Is the “en-bloc premium” on old freehold worth it?
Freehold costs more than leasehold — the question is when that premium pays off. A freehold’s real asset is its land: perpetual, and redevelopable via an en-bloc sale. So the payoff shouldn’t show up in a shiny new building — it should emerge as the block ages, when a leasehold is decaying but a freehold’s land keeps its worth. We track the freehold-vs-leasehold $psf gap by age.
| Age since completion | Freehold idx | 99-yr LH idx | FH premium | Resales |
|---|---|---|---|---|
| <15 | 106 | 104 | +2 | 43,000 |
| 15–29 | 99 | 85 | +14 | 25,617 |
| 30–44 | 96 | 77 | +19 | 4,506 |
| 45+ yrs | 88 | 61 | +27 | 948 |
Why — and when it disappoints
Old freehold doesn’t fall to the building’s value; it’s floored by land, plus the chance of an en-bloc windfall (especially on an under-built plot ratio in a prime, redevelopable location). But the option is slow and uncertain: you pay the freehold premium up front, yet it earns its keep only over decades or if an en-bloc actually happens — and most old estates never do, or take a very long time. Pay a big premium for a short hold and it is dead money.
Investor verdict
Freehold is worth paying up for only if you’ll hold long — or the site is a genuine en-bloc candidate. The premium compounds with age, so a multi-decade hold captures it; a 5–8-year flip usually won’t. For the en-bloc bet specifically, look for the real ingredients: old, low-rise, unrealised plot ratio, prime/redevelopable, and an owner base likely to agree. Absent those, you’re paying an en-bloc price for a lottery ticket.

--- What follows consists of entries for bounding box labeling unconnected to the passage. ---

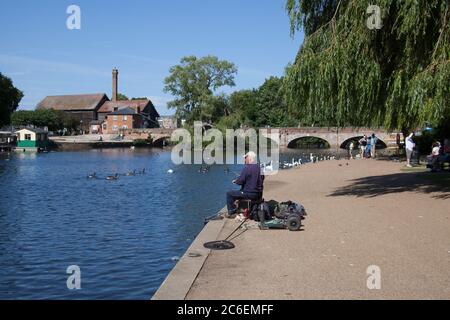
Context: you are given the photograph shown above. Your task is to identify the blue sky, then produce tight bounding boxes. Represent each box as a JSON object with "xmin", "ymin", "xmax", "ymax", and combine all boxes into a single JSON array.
[{"xmin": 0, "ymin": 0, "xmax": 303, "ymax": 114}]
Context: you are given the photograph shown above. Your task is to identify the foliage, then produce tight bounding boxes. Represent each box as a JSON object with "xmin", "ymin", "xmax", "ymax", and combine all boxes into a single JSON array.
[
  {"xmin": 164, "ymin": 56, "xmax": 237, "ymax": 123},
  {"xmin": 0, "ymin": 72, "xmax": 23, "ymax": 127},
  {"xmin": 284, "ymin": 0, "xmax": 450, "ymax": 132},
  {"xmin": 11, "ymin": 109, "xmax": 78, "ymax": 131},
  {"xmin": 223, "ymin": 77, "xmax": 298, "ymax": 128},
  {"xmin": 117, "ymin": 93, "xmax": 130, "ymax": 101}
]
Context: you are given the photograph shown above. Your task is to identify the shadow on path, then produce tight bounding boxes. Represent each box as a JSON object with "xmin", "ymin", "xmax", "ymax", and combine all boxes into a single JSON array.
[{"xmin": 328, "ymin": 172, "xmax": 450, "ymax": 200}]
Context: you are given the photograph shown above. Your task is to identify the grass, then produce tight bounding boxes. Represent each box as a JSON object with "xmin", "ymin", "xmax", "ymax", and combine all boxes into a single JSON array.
[
  {"xmin": 400, "ymin": 165, "xmax": 450, "ymax": 187},
  {"xmin": 400, "ymin": 165, "xmax": 428, "ymax": 172}
]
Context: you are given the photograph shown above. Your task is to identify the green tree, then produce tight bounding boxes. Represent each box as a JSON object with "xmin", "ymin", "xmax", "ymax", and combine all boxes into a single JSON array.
[
  {"xmin": 11, "ymin": 109, "xmax": 68, "ymax": 131},
  {"xmin": 117, "ymin": 93, "xmax": 130, "ymax": 101},
  {"xmin": 229, "ymin": 89, "xmax": 258, "ymax": 127},
  {"xmin": 11, "ymin": 110, "xmax": 34, "ymax": 127},
  {"xmin": 254, "ymin": 77, "xmax": 297, "ymax": 127},
  {"xmin": 164, "ymin": 56, "xmax": 237, "ymax": 123},
  {"xmin": 229, "ymin": 77, "xmax": 298, "ymax": 128},
  {"xmin": 284, "ymin": 0, "xmax": 450, "ymax": 131},
  {"xmin": 0, "ymin": 72, "xmax": 23, "ymax": 127}
]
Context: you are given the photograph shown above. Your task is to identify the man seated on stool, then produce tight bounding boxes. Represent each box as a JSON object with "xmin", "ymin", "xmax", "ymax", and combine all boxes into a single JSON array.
[{"xmin": 227, "ymin": 151, "xmax": 264, "ymax": 217}]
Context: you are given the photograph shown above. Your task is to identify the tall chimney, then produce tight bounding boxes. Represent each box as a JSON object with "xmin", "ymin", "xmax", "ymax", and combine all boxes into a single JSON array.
[{"xmin": 111, "ymin": 68, "xmax": 119, "ymax": 101}]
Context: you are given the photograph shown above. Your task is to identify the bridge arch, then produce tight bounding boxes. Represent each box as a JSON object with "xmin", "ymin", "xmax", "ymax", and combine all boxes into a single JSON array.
[
  {"xmin": 339, "ymin": 135, "xmax": 388, "ymax": 149},
  {"xmin": 287, "ymin": 135, "xmax": 332, "ymax": 149},
  {"xmin": 153, "ymin": 135, "xmax": 171, "ymax": 147}
]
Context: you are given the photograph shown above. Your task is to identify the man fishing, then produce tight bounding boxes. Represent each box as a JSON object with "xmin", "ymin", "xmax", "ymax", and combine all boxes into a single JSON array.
[{"xmin": 227, "ymin": 151, "xmax": 264, "ymax": 217}]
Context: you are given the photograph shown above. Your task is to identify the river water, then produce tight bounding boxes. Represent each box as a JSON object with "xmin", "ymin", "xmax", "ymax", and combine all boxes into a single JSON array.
[{"xmin": 0, "ymin": 149, "xmax": 348, "ymax": 299}]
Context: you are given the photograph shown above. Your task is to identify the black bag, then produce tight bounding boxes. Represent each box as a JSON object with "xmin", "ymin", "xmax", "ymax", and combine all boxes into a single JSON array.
[{"xmin": 251, "ymin": 201, "xmax": 272, "ymax": 222}]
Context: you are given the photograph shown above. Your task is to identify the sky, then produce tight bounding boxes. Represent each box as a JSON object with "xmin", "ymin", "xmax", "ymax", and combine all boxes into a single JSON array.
[{"xmin": 0, "ymin": 0, "xmax": 303, "ymax": 115}]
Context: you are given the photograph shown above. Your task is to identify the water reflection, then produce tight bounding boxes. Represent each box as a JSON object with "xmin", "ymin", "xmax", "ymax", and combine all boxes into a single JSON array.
[{"xmin": 0, "ymin": 149, "xmax": 345, "ymax": 299}]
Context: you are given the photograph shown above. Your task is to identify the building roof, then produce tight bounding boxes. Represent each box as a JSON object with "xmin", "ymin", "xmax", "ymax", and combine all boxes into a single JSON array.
[
  {"xmin": 108, "ymin": 108, "xmax": 138, "ymax": 116},
  {"xmin": 37, "ymin": 93, "xmax": 108, "ymax": 111},
  {"xmin": 98, "ymin": 100, "xmax": 151, "ymax": 113},
  {"xmin": 16, "ymin": 128, "xmax": 48, "ymax": 133},
  {"xmin": 89, "ymin": 120, "xmax": 103, "ymax": 126}
]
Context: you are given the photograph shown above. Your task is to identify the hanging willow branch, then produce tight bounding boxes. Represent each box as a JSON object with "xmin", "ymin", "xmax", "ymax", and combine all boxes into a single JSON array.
[{"xmin": 284, "ymin": 0, "xmax": 450, "ymax": 129}]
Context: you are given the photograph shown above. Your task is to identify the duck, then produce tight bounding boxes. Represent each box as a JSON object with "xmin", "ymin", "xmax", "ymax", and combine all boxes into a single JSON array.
[
  {"xmin": 106, "ymin": 173, "xmax": 119, "ymax": 180},
  {"xmin": 87, "ymin": 172, "xmax": 97, "ymax": 179},
  {"xmin": 263, "ymin": 161, "xmax": 273, "ymax": 172}
]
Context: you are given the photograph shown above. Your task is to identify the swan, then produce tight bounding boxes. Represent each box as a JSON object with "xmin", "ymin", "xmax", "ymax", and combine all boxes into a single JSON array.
[
  {"xmin": 106, "ymin": 173, "xmax": 119, "ymax": 180},
  {"xmin": 127, "ymin": 170, "xmax": 136, "ymax": 177},
  {"xmin": 264, "ymin": 161, "xmax": 273, "ymax": 171}
]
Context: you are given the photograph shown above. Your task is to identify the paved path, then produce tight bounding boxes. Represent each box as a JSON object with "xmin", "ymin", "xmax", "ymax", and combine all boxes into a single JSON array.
[{"xmin": 187, "ymin": 160, "xmax": 450, "ymax": 299}]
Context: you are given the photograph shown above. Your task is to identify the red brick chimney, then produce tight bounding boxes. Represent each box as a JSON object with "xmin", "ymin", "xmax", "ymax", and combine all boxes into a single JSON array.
[{"xmin": 111, "ymin": 68, "xmax": 119, "ymax": 101}]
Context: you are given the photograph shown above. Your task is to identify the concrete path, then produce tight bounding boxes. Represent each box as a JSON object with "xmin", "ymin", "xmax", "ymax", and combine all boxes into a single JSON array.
[{"xmin": 187, "ymin": 160, "xmax": 450, "ymax": 300}]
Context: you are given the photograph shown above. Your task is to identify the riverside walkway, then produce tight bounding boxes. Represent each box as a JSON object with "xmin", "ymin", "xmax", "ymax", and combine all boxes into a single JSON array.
[{"xmin": 154, "ymin": 160, "xmax": 450, "ymax": 300}]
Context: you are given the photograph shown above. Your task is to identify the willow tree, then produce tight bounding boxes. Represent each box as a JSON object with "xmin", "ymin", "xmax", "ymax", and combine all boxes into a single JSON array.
[{"xmin": 284, "ymin": 0, "xmax": 450, "ymax": 131}]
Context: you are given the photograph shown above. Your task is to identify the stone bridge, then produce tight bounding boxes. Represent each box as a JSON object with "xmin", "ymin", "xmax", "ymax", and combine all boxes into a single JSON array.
[
  {"xmin": 132, "ymin": 127, "xmax": 401, "ymax": 148},
  {"xmin": 267, "ymin": 127, "xmax": 397, "ymax": 148}
]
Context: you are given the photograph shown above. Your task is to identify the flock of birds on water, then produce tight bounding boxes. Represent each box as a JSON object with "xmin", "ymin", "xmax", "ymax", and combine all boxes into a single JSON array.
[
  {"xmin": 261, "ymin": 153, "xmax": 339, "ymax": 172},
  {"xmin": 87, "ymin": 168, "xmax": 146, "ymax": 181},
  {"xmin": 87, "ymin": 153, "xmax": 342, "ymax": 181}
]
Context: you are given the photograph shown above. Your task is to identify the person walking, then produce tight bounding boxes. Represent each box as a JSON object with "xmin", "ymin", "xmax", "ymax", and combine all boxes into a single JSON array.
[
  {"xmin": 405, "ymin": 133, "xmax": 416, "ymax": 168},
  {"xmin": 370, "ymin": 133, "xmax": 378, "ymax": 158},
  {"xmin": 365, "ymin": 136, "xmax": 372, "ymax": 158}
]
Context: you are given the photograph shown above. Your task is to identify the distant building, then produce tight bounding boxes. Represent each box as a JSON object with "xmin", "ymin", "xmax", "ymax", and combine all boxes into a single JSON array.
[
  {"xmin": 37, "ymin": 93, "xmax": 109, "ymax": 131},
  {"xmin": 16, "ymin": 128, "xmax": 48, "ymax": 151},
  {"xmin": 158, "ymin": 116, "xmax": 181, "ymax": 129},
  {"xmin": 37, "ymin": 69, "xmax": 159, "ymax": 132},
  {"xmin": 103, "ymin": 108, "xmax": 144, "ymax": 133}
]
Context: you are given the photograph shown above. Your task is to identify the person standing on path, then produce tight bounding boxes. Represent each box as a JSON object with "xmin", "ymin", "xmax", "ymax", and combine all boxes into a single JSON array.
[
  {"xmin": 405, "ymin": 133, "xmax": 416, "ymax": 168},
  {"xmin": 370, "ymin": 133, "xmax": 378, "ymax": 158},
  {"xmin": 348, "ymin": 141, "xmax": 355, "ymax": 160},
  {"xmin": 358, "ymin": 135, "xmax": 367, "ymax": 159}
]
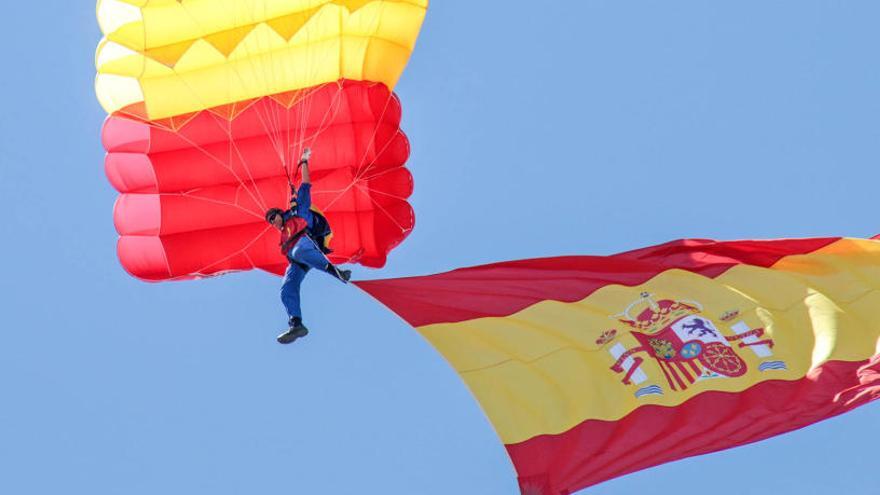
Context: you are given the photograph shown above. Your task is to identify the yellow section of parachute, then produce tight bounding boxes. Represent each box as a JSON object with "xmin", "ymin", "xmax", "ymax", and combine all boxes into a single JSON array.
[{"xmin": 95, "ymin": 0, "xmax": 428, "ymax": 119}]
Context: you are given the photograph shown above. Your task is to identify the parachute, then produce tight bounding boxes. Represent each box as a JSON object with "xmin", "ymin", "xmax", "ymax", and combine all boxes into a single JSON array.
[
  {"xmin": 95, "ymin": 0, "xmax": 427, "ymax": 281},
  {"xmin": 356, "ymin": 238, "xmax": 880, "ymax": 495}
]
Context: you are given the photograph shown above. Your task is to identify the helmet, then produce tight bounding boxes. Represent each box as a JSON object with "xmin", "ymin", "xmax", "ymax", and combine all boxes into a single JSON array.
[{"xmin": 266, "ymin": 208, "xmax": 284, "ymax": 223}]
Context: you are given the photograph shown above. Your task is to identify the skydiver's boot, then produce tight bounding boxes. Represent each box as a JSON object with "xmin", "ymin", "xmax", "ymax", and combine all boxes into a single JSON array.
[
  {"xmin": 276, "ymin": 316, "xmax": 309, "ymax": 344},
  {"xmin": 327, "ymin": 263, "xmax": 351, "ymax": 284}
]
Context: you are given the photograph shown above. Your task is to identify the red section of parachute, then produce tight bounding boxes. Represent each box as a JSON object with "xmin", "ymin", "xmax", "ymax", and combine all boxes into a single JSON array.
[{"xmin": 102, "ymin": 81, "xmax": 415, "ymax": 280}]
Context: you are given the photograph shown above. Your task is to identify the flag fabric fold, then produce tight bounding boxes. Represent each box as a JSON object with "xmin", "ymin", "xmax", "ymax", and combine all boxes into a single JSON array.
[{"xmin": 357, "ymin": 237, "xmax": 880, "ymax": 495}]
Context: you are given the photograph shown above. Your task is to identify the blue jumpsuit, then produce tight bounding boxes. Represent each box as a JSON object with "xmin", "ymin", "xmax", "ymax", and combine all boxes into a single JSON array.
[{"xmin": 281, "ymin": 184, "xmax": 336, "ymax": 318}]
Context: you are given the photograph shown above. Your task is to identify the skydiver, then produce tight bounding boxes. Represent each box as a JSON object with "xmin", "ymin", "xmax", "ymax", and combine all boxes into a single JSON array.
[{"xmin": 266, "ymin": 148, "xmax": 351, "ymax": 344}]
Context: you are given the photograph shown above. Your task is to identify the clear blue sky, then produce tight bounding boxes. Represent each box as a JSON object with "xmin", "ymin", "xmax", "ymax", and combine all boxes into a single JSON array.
[{"xmin": 0, "ymin": 0, "xmax": 880, "ymax": 495}]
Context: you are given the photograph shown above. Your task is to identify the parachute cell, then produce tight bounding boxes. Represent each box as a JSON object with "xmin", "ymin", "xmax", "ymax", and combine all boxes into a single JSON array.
[{"xmin": 96, "ymin": 0, "xmax": 427, "ymax": 280}]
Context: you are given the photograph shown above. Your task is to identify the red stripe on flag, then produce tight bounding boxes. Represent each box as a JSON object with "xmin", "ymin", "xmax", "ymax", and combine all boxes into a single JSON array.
[
  {"xmin": 355, "ymin": 237, "xmax": 840, "ymax": 327},
  {"xmin": 506, "ymin": 356, "xmax": 880, "ymax": 495}
]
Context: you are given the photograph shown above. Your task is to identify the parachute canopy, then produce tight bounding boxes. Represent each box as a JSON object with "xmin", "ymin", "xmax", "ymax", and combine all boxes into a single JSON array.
[
  {"xmin": 96, "ymin": 0, "xmax": 427, "ymax": 280},
  {"xmin": 357, "ymin": 238, "xmax": 880, "ymax": 495}
]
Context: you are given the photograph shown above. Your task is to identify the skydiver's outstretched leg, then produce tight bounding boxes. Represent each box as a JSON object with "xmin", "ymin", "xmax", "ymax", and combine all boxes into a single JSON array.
[
  {"xmin": 290, "ymin": 236, "xmax": 351, "ymax": 284},
  {"xmin": 277, "ymin": 263, "xmax": 309, "ymax": 344}
]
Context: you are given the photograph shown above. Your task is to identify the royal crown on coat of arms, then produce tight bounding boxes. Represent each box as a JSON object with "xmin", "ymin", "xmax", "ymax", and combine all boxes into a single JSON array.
[{"xmin": 597, "ymin": 292, "xmax": 779, "ymax": 397}]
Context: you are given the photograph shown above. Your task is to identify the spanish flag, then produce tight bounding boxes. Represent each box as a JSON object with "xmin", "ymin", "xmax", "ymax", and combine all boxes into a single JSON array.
[{"xmin": 358, "ymin": 238, "xmax": 880, "ymax": 495}]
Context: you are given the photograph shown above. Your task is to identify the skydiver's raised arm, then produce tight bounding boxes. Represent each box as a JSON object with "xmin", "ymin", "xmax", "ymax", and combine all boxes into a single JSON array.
[{"xmin": 299, "ymin": 148, "xmax": 312, "ymax": 184}]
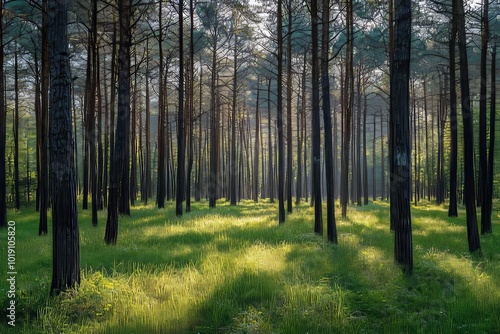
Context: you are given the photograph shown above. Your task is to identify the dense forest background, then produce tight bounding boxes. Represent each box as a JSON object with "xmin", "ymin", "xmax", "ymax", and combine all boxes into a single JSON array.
[{"xmin": 0, "ymin": 0, "xmax": 500, "ymax": 243}]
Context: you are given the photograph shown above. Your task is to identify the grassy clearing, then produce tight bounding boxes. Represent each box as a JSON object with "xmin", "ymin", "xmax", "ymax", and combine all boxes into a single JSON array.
[{"xmin": 0, "ymin": 202, "xmax": 500, "ymax": 333}]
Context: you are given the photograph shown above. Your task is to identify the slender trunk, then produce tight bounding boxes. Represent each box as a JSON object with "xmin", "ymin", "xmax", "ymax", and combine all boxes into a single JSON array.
[
  {"xmin": 453, "ymin": 0, "xmax": 481, "ymax": 253},
  {"xmin": 175, "ymin": 1, "xmax": 186, "ymax": 216},
  {"xmin": 481, "ymin": 42, "xmax": 497, "ymax": 233},
  {"xmin": 48, "ymin": 0, "xmax": 80, "ymax": 295},
  {"xmin": 285, "ymin": 0, "xmax": 293, "ymax": 213},
  {"xmin": 321, "ymin": 0, "xmax": 337, "ymax": 244},
  {"xmin": 276, "ymin": 0, "xmax": 286, "ymax": 224},
  {"xmin": 390, "ymin": 0, "xmax": 413, "ymax": 275},
  {"xmin": 267, "ymin": 79, "xmax": 274, "ymax": 203},
  {"xmin": 478, "ymin": 0, "xmax": 493, "ymax": 234},
  {"xmin": 450, "ymin": 19, "xmax": 458, "ymax": 217},
  {"xmin": 252, "ymin": 78, "xmax": 260, "ymax": 203},
  {"xmin": 311, "ymin": 0, "xmax": 322, "ymax": 232},
  {"xmin": 340, "ymin": 0, "xmax": 354, "ymax": 218},
  {"xmin": 104, "ymin": 0, "xmax": 131, "ymax": 245},
  {"xmin": 0, "ymin": 0, "xmax": 6, "ymax": 228}
]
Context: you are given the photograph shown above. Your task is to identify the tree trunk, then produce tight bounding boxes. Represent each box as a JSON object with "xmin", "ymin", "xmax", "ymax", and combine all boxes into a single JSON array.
[
  {"xmin": 276, "ymin": 0, "xmax": 285, "ymax": 224},
  {"xmin": 340, "ymin": 0, "xmax": 353, "ymax": 219},
  {"xmin": 478, "ymin": 1, "xmax": 493, "ymax": 234},
  {"xmin": 48, "ymin": 0, "xmax": 80, "ymax": 295},
  {"xmin": 285, "ymin": 0, "xmax": 293, "ymax": 213},
  {"xmin": 311, "ymin": 0, "xmax": 322, "ymax": 232},
  {"xmin": 267, "ymin": 79, "xmax": 274, "ymax": 203},
  {"xmin": 321, "ymin": 0, "xmax": 337, "ymax": 244},
  {"xmin": 104, "ymin": 0, "xmax": 131, "ymax": 245},
  {"xmin": 175, "ymin": 1, "xmax": 186, "ymax": 216},
  {"xmin": 0, "ymin": 0, "xmax": 5, "ymax": 228},
  {"xmin": 448, "ymin": 19, "xmax": 458, "ymax": 217},
  {"xmin": 481, "ymin": 42, "xmax": 497, "ymax": 233},
  {"xmin": 453, "ymin": 0, "xmax": 481, "ymax": 253},
  {"xmin": 38, "ymin": 0, "xmax": 50, "ymax": 235},
  {"xmin": 390, "ymin": 0, "xmax": 413, "ymax": 275}
]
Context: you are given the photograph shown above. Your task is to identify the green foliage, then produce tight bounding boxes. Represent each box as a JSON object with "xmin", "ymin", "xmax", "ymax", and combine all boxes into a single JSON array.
[{"xmin": 0, "ymin": 201, "xmax": 500, "ymax": 333}]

How to use this before you buy
Match the premium to your hold
Long-hold (10–20 yr+) captures the widening freehold gap; a short flip rarely does — then leasehold’s lower entry often wins (see leasehold vs freehold).
Score the en-bloc case honestly
Old + low-rise + spare plot ratio + prime + cohesive owners = a real option; miss those and the premium is just cost.
Don’t double-pay
A young freehold gives you little of this gap yet — you’re pre-paying an option that only starts paying decades out.